This notebook is an example of how to use a basic dot-product attention to aggregate a variable number of discrete variables. Dot product attention is performed over the embedding vectors for the discrete variables.

For each embedding vector, $\mathbf{e}_i$, compute an unnormalized attention energy by taking the dot product with a model parameter vector $\mathbf{s}$:

$$
\mathbf{u}_i = \mathbf{e}_i^\top \mathbf{s}
$$

Attention energies for each embedding vector are computed at once using a matrix multiplication.
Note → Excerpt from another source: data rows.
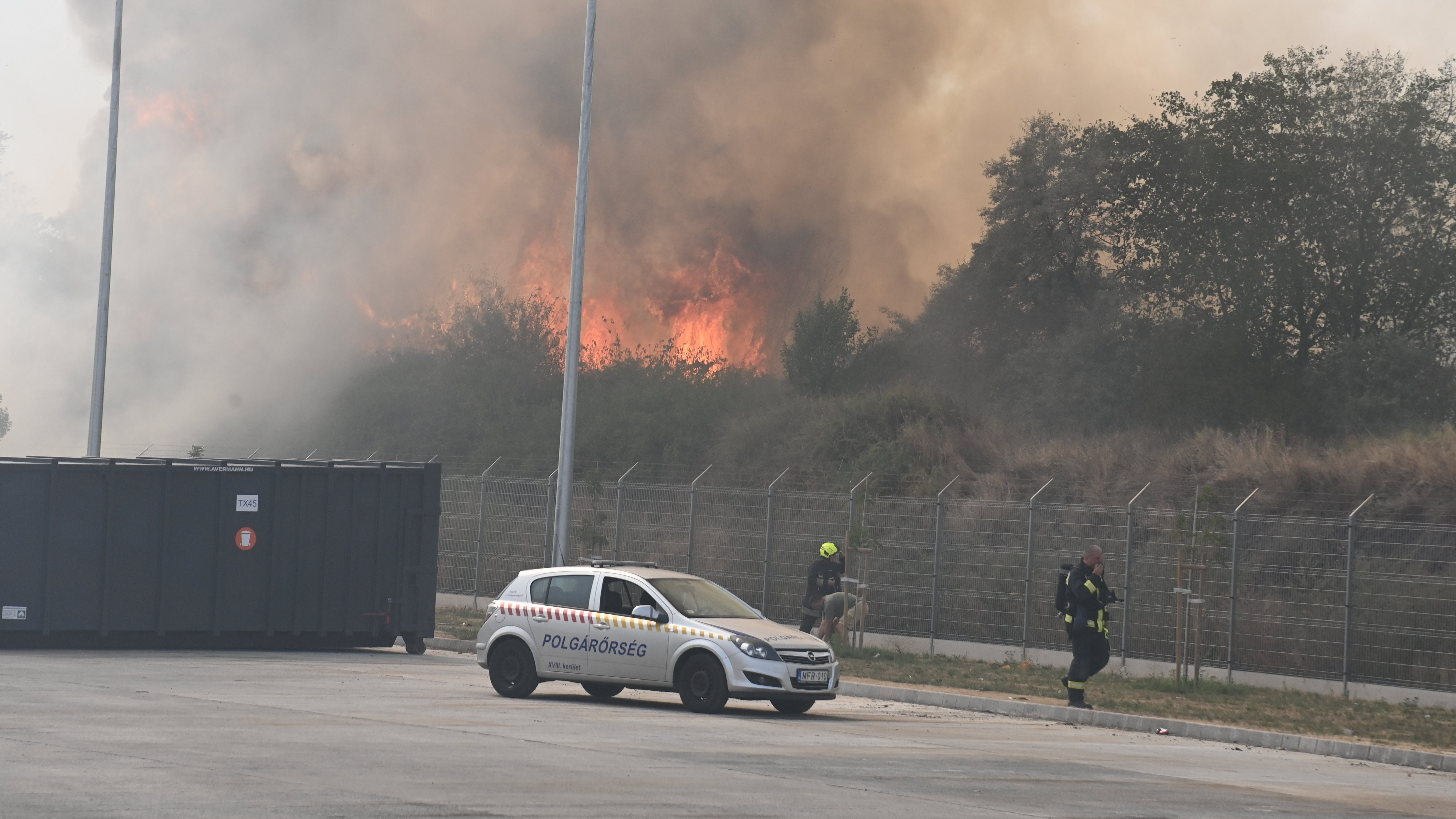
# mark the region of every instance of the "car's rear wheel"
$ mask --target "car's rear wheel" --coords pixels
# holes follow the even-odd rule
[[[728,704],[728,676],[712,654],[693,654],[677,672],[677,695],[689,711],[716,714]]]
[[[799,700],[795,697],[776,697],[769,700],[769,702],[773,702],[773,707],[782,714],[802,714],[814,707],[812,700]]]
[[[587,689],[587,694],[596,697],[597,700],[616,697],[617,694],[622,694],[622,689],[625,688],[622,685],[610,685],[606,682],[584,682],[581,686]]]
[[[491,651],[491,685],[501,697],[530,697],[540,678],[531,650],[520,640],[507,640]]]

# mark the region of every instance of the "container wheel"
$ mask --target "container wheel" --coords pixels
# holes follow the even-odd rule
[[[677,695],[689,711],[716,714],[728,704],[728,676],[712,654],[693,654],[677,672]]]

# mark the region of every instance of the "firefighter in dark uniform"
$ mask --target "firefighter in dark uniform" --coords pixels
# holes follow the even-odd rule
[[[1072,667],[1061,683],[1067,686],[1067,705],[1091,708],[1086,704],[1088,679],[1107,667],[1111,656],[1107,643],[1107,606],[1117,595],[1102,580],[1102,548],[1088,546],[1082,563],[1067,573],[1067,637],[1072,638]]]
[[[810,584],[804,592],[804,621],[799,631],[808,634],[814,624],[824,616],[824,597],[839,592],[839,579],[844,574],[843,560],[836,560],[839,546],[824,544],[820,546],[820,557],[810,564]]]

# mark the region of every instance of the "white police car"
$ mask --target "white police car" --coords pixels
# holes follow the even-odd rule
[[[523,571],[486,606],[476,659],[502,697],[562,679],[597,698],[677,691],[699,713],[734,698],[802,714],[839,689],[824,641],[766,619],[711,580],[654,564]]]

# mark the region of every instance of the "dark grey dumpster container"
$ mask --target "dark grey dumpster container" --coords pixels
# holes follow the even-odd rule
[[[421,646],[440,465],[0,459],[0,647]]]

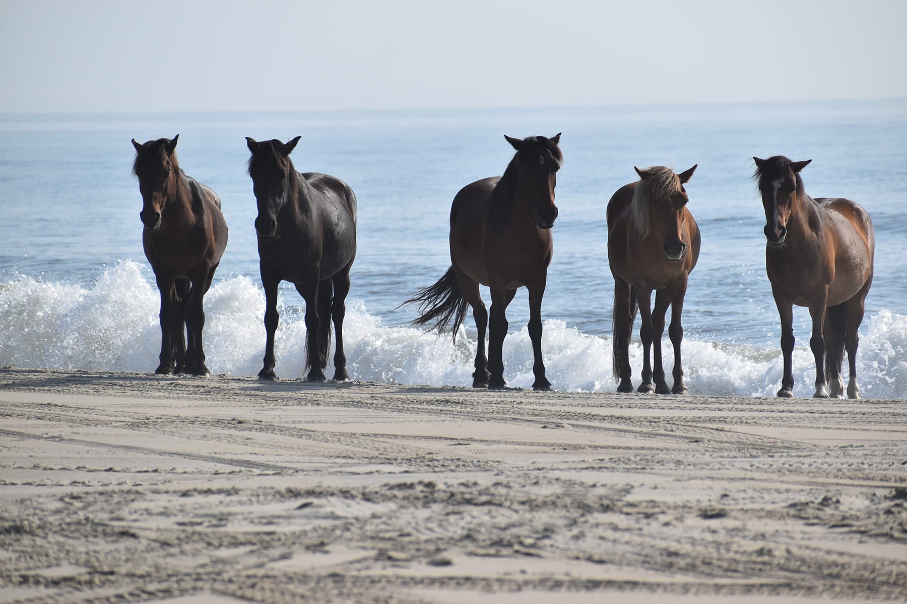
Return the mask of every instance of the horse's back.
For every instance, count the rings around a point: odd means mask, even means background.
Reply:
[[[608,208],[605,214],[608,220],[608,230],[610,231],[617,222],[618,216],[626,212],[633,201],[633,192],[636,190],[638,182],[631,182],[624,185],[611,196],[608,201]]]
[[[330,204],[339,204],[349,214],[356,224],[356,200],[353,189],[346,182],[329,174],[321,172],[303,172],[299,174],[312,188],[324,196]]]
[[[454,196],[451,204],[451,229],[461,223],[461,219],[472,223],[483,217],[482,208],[501,177],[489,177],[466,185]]]

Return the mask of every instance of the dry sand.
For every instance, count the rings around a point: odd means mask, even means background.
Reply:
[[[0,417],[0,601],[907,599],[904,401],[3,368]]]

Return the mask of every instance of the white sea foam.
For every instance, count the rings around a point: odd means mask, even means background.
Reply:
[[[295,303],[295,300],[293,302]],[[142,266],[122,262],[92,287],[44,283],[29,277],[0,283],[0,364],[15,367],[151,371],[161,332],[159,295]],[[205,349],[213,373],[256,375],[264,355],[264,294],[247,277],[229,277],[205,298]],[[305,375],[302,313],[280,308],[275,340],[277,372]],[[888,311],[866,318],[857,371],[864,397],[907,398],[907,316]],[[344,343],[354,379],[405,384],[469,386],[475,340],[463,331],[456,344],[409,327],[382,324],[359,302],[350,302]],[[803,334],[794,354],[795,393],[813,393],[814,365]],[[548,378],[560,390],[612,391],[610,340],[580,332],[561,321],[544,324]],[[667,337],[665,367],[671,383],[673,354]],[[333,355],[333,350],[331,352]],[[774,396],[781,381],[781,353],[727,343],[684,340],[687,384],[694,394]],[[641,347],[630,350],[639,382]],[[525,327],[504,340],[505,378],[530,388],[532,352]],[[845,363],[846,368],[846,363]],[[333,374],[333,367],[326,371]],[[845,369],[846,373],[846,369]]]

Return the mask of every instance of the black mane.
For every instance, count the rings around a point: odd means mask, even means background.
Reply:
[[[563,165],[564,157],[554,142],[547,137],[526,137],[523,139],[520,150],[513,154],[513,158],[507,165],[501,180],[492,191],[490,213],[494,225],[502,225],[510,216],[513,207],[513,198],[516,196],[516,182],[518,177],[517,164],[525,156],[531,155],[539,147],[547,149],[557,163],[558,169]],[[536,164],[538,165],[538,164]]]

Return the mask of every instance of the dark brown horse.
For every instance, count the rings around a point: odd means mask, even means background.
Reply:
[[[155,373],[208,375],[201,301],[227,246],[227,222],[214,191],[180,168],[173,139],[135,147],[145,225],[141,243],[161,290],[161,364]],[[188,335],[189,345],[186,345]]]
[[[696,166],[675,174],[669,168],[656,166],[645,170],[634,168],[639,181],[624,185],[608,202],[608,260],[614,275],[614,377],[620,379],[618,392],[632,392],[629,367],[629,339],[637,309],[642,319],[639,338],[644,357],[639,392],[683,394],[680,341],[683,326],[683,299],[687,279],[699,257],[699,227],[687,209],[684,188]],[[655,309],[650,311],[655,290]],[[665,314],[671,307],[668,329],[674,345],[674,388],[668,388],[661,364],[661,334]],[[654,371],[649,350],[655,344]],[[655,379],[653,386],[652,379]]]
[[[246,137],[249,175],[258,206],[261,284],[265,288],[262,379],[276,379],[274,332],[278,329],[278,285],[296,284],[306,301],[306,365],[309,381],[324,381],[334,320],[336,350],[334,379],[348,379],[343,350],[343,320],[349,269],[356,258],[356,195],[346,183],[327,174],[299,174],[289,158],[297,137],[257,142]]]
[[[551,139],[504,138],[516,154],[503,176],[466,185],[454,197],[450,269],[404,303],[420,302],[421,316],[414,322],[434,321],[432,329],[444,332],[450,328],[454,339],[466,316],[466,305],[472,306],[479,331],[473,387],[503,388],[502,348],[508,327],[504,311],[517,289],[525,285],[534,356],[532,388],[547,390],[551,382],[541,360],[541,297],[551,262],[551,228],[558,216],[554,187],[563,162],[558,148],[561,133]],[[491,289],[490,325],[479,283]],[[490,327],[487,359],[486,327]]]
[[[756,161],[754,178],[766,208],[766,272],[781,317],[785,369],[779,397],[794,396],[791,353],[794,308],[806,306],[813,319],[809,346],[815,358],[815,394],[844,396],[841,364],[850,362],[847,396],[860,398],[856,382],[857,329],[873,283],[875,235],[873,220],[850,199],[813,199],[804,190],[800,170],[812,161],[783,156]]]

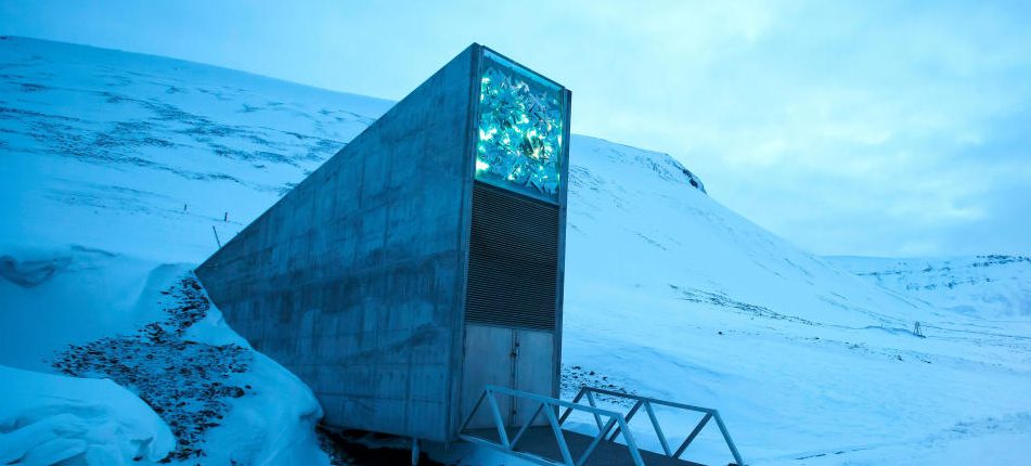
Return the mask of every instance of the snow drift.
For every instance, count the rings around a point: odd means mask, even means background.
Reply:
[[[109,329],[83,325],[89,335],[25,338],[0,351],[0,363],[39,371],[48,366],[38,360],[62,345],[159,320],[141,290],[164,289],[185,270],[157,272],[170,267],[162,264],[205,259],[390,105],[20,38],[0,41],[0,199],[10,212],[0,217],[0,256],[12,258],[0,260],[0,319],[13,325],[8,335],[42,335],[27,310],[51,322],[115,315]],[[957,312],[929,299],[933,292],[890,289],[841,270],[721,206],[665,154],[581,135],[570,151],[566,387],[587,380],[718,407],[751,464],[1013,462],[1029,453],[1028,320]],[[112,256],[79,258],[95,262],[76,269],[61,259],[69,245]],[[147,285],[154,273],[162,286]],[[117,280],[85,285],[108,275]],[[926,338],[910,332],[917,321]],[[210,339],[196,338],[232,342],[224,324],[211,325],[202,335]],[[241,398],[253,410],[234,406],[225,425],[250,430],[215,427],[207,443],[254,431],[254,443],[317,457],[307,440],[268,440],[280,427],[305,439],[317,410],[293,376],[260,361],[254,353],[253,384],[243,385],[292,388],[278,399]],[[663,418],[663,428],[682,438],[691,420]],[[631,427],[647,444],[650,426]],[[687,457],[725,461],[713,433],[703,432]]]

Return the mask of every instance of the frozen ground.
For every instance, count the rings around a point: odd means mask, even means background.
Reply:
[[[162,292],[216,249],[215,234],[228,241],[388,106],[168,59],[0,40],[0,364],[34,371],[7,374],[41,377],[69,345],[165,322],[176,307]],[[1031,454],[1028,262],[992,269],[993,283],[1016,277],[1004,289],[927,288],[940,279],[914,272],[924,259],[895,268],[809,255],[693,186],[663,154],[588,137],[570,147],[569,380],[593,372],[718,407],[750,464],[1020,464]],[[899,270],[898,283],[871,274]],[[217,315],[210,308],[178,338],[246,348]],[[911,332],[917,321],[925,338]],[[247,370],[225,377],[244,393],[219,398],[224,420],[201,436],[205,463],[224,464],[219,446],[241,442],[244,463],[287,453],[324,463],[310,393],[245,354]],[[0,420],[20,407],[4,406]],[[145,407],[132,418],[153,422]],[[112,444],[165,438],[153,423],[105,416],[143,426]],[[691,420],[663,417],[663,428],[683,438]],[[24,428],[13,426],[0,422],[0,452]],[[649,426],[633,427],[648,443]],[[729,461],[714,433],[687,456]],[[467,463],[497,459],[467,453]]]

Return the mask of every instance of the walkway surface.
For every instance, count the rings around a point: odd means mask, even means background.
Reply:
[[[591,441],[594,440],[591,436],[570,430],[563,429],[562,432],[566,439],[566,444],[569,445],[569,453],[572,455],[574,461],[577,461],[580,455],[587,451]],[[497,429],[471,429],[467,430],[466,433],[491,442],[500,442]],[[508,433],[510,439],[513,436],[514,432]],[[552,432],[552,428],[549,426],[530,427],[527,429],[516,443],[515,450],[520,453],[529,453],[543,457],[555,464],[560,465],[564,463],[562,452],[558,450],[558,442]],[[644,459],[644,464],[647,466],[703,466],[698,463],[675,459],[645,450],[639,451],[641,452],[642,459]],[[630,458],[630,450],[627,449],[627,445],[602,441],[594,449],[594,452],[591,453],[584,466],[634,466],[634,464],[633,459]]]

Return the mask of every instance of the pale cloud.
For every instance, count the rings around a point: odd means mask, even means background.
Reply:
[[[0,33],[399,99],[469,42],[819,254],[1031,254],[1031,8],[988,2],[0,3]]]

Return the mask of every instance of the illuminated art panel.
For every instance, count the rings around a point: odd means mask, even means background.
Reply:
[[[482,69],[476,179],[557,203],[562,88],[490,51]]]

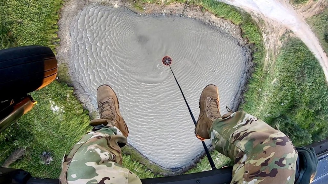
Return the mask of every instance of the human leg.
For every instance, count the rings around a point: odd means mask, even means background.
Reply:
[[[139,178],[122,167],[121,147],[129,133],[119,113],[117,97],[109,86],[98,90],[100,119],[92,120],[92,131],[73,146],[63,160],[60,180],[63,184],[141,184]]]
[[[244,112],[221,117],[216,86],[208,86],[201,96],[195,133],[234,160],[231,183],[293,184],[297,154],[289,139]]]

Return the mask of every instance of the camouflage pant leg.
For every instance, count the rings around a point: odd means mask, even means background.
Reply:
[[[61,183],[141,184],[136,175],[121,165],[117,142],[126,143],[127,139],[118,130],[103,128],[84,136],[63,160]]]
[[[235,161],[231,184],[294,184],[297,153],[283,133],[246,113],[213,122],[215,149]]]

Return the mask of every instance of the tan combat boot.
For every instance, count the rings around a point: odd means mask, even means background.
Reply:
[[[112,88],[106,84],[99,86],[97,91],[97,101],[100,118],[91,120],[90,125],[94,127],[94,129],[98,129],[100,128],[97,127],[115,126],[127,137],[129,129],[120,113],[117,97]]]
[[[196,136],[200,140],[210,138],[208,131],[213,121],[221,117],[220,114],[219,93],[215,85],[208,85],[202,92],[199,99],[200,112],[195,129]]]

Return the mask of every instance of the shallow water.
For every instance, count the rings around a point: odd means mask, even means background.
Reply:
[[[218,0],[249,10],[276,21],[292,31],[313,53],[322,67],[328,81],[328,58],[318,38],[304,18],[298,15],[289,1],[281,0]]]
[[[203,148],[162,59],[173,59],[172,69],[196,119],[200,93],[209,84],[219,87],[225,112],[245,65],[244,52],[234,40],[191,19],[93,5],[78,15],[72,36],[70,66],[93,103],[96,106],[99,85],[112,86],[129,129],[129,142],[168,168],[190,163]]]

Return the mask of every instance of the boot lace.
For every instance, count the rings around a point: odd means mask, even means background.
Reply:
[[[113,120],[115,117],[114,112],[115,111],[114,101],[112,99],[104,102],[100,102],[99,113],[100,119]]]
[[[221,115],[219,111],[219,103],[217,100],[209,98],[207,99],[207,102],[206,114],[209,118],[214,120],[221,118]]]

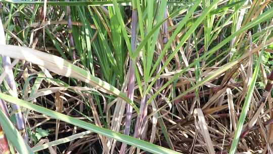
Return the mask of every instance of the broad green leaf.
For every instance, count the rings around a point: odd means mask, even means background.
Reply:
[[[40,106],[33,104],[31,104],[27,101],[13,97],[12,96],[0,93],[0,99],[2,99],[8,102],[12,102],[22,107],[29,109],[33,110],[36,112],[44,114],[50,117],[59,119],[61,121],[69,123],[72,125],[82,128],[87,130],[93,131],[100,135],[104,135],[108,137],[112,138],[117,141],[124,142],[133,146],[140,148],[145,151],[152,153],[158,154],[178,154],[178,152],[168,149],[167,148],[147,142],[132,137],[125,135],[113,131],[97,126],[95,125],[81,121],[77,119],[57,112],[45,107]],[[3,114],[3,113],[2,113]],[[0,114],[1,115],[1,114]]]
[[[133,106],[137,112],[139,111],[136,106],[125,94],[62,58],[36,50],[12,45],[0,45],[0,54],[13,58],[23,59],[44,67],[58,74],[84,82],[103,92],[120,97]]]
[[[10,96],[9,96],[12,97]],[[26,144],[21,134],[12,123],[1,109],[0,124],[9,142],[12,143],[19,153],[34,153],[28,145]]]

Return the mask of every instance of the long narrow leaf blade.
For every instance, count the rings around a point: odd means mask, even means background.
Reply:
[[[144,150],[152,153],[180,153],[178,152],[171,150],[161,146],[149,143],[132,137],[118,133],[113,131],[101,128],[93,124],[81,121],[76,118],[62,114],[59,112],[52,111],[35,104],[12,97],[11,96],[0,93],[0,98],[8,102],[12,102],[18,105],[21,106],[29,109],[33,110],[48,116],[59,119],[72,125],[84,128],[105,136],[112,138],[119,141],[125,143],[133,146],[139,147]]]

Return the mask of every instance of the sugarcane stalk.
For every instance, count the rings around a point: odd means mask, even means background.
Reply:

Stack the $n$ embedding vectors into a matrix:

$$
\mathbf{E} = 
\begin{bmatrix}
-\mathbf{e}_1- \\
-\mathbf{e}_2- \\
\vdots \\
-\mathbf{e}_n-
\end{bmatrix}
$$

Then, compute a vector of attention energies $\mathbf{u}$:

$$
\mathbf{u} = \mathbf{Es}
$$

Normalize these into a probability distribution:

$$
\mathbf{n} = \text{Softmax}(\mathbf{u})
$$

Finally, compute the aggregated representation as a linear combination of the individual embedding vectors, weighted by the attention energies:

$$
\mathbf{x} = \mathbf{E}^\top \mathbf{n}
$$

In [1]:
import numpy as np
import pandas as pd
import torch
import torch.nn as nn
import torch.nn.functional as F
from torch.utils.data import DataLoader, Dataset
import pdb

In [2]:
df = pd.DataFrame({'num_levels': np.random.randint(1, 9, size=(100,))})
df.head()

Unnamed: 0,num_levels
0,4
1,3
2,1
3,2
4,8


In [3]:
df['levels'] = df.num_levels.apply(lambda x: np.random.randint(1,11, size=(x,)))

In [4]:
df.head()

Unnamed: 0,num_levels,levels
0,4,"[8, 10, 4, 7]"
1,3,"[5, 7, 4]"
2,1,[8]
3,2,"[2, 4]"
4,8,"[1, 10, 2, 4, 4, 5, 9, 3]"


In [5]:
class MyDataset(Dataset):
    def __init__(self, df, max_sz=10):
        # each X_i is 1d and has shape (var_len)
        self.X = [torch.tensor(x) for x in df.levels]
        self.max_sz = max_sz
        
    def __len__(self): return len(self.X)
        
    def __getitem__(self, i): 
        x = self.X[i]
        return F.pad(x, (0, self.max_sz-len(x)), value=0)

In [6]:
ds = MyDataset(df)
next(iter(ds))

tensor([ 8, 10,  4,  7,  0,  0,  0,  0,  0,  0])

In [7]:
dl = DataLoader(ds, batch_size=5, shuffle=False)

In [8]:
next(iter(dl))

tensor([[ 8, 10,  4,  7,  0,  0,  0,  0,  0,  0],
        [ 5,  7,  4,  0,  0,  0,  0,  0,  0,  0],
        [ 8,  0,  0,  0,  0,  0,  0,  0,  0,  0],
        [ 2,  4,  0,  0,  0,  0,  0,  0,  0,  0],
        [ 1, 10,  2,  4,  4,  5,  9,  3,  0,  0]])

In [9]:
class AttnBOWAggregator(nn.Module):
    def __init__(self, n_emb, emb_sz):
        super().__init__()
        self.emb = nn.Embedding(n_emb, emb_sz)
        self.attn_nrg = nn.Linear(emb_sz, 1)
        
    def forward(self, x):
        # x [bs, max_levels]
        mask = x == 0  # [bs, max_levels]
        x = self.emb(x)  # [bs, max_levels, emb_sz]
        
        # compute normalized attention energies
        nrgs = self.attn_nrg(x).squeeze(2)  # [bs, max_levels]
        nrgs = nrgs.masked_fill(mask, -1e18)
        nrgs = F.softmax(nrgs, dim=1).unsqueeze(2)  # [bs, max_levels, 1]
        
        x = x.transpose(1,2)  # [bs, emb_sz, max_levels]
        x = torch.bmm(x, nrgs)  # [bs, emb_sz, 1]
        x = x.squeeze(2)  # [bs, emb_sz]
        
        return x

In [10]:
m = AttnBOWAggregator(11, 5)

In [11]:
xb = next(iter(dl))

In [12]:
out = m(xb)
print(out.shape)
out

torch.Size([5, 5])


tensor([[ 0.5052,  0.6485,  0.3360,  0.2359,  0.3457],
        [ 0.6475,  0.5330, -0.4086,  0.9691,  0.7141],
        [ 0.7085, -0.2934,  0.4703, -0.5907, -1.6166],
        [ 1.1590, -0.3336, -0.0345, -0.2408,  0.4665],
        [ 0.3007,  0.4601,  0.2272, -0.0333,  0.0281]],
       grad_fn=<SqueezeBackward1>)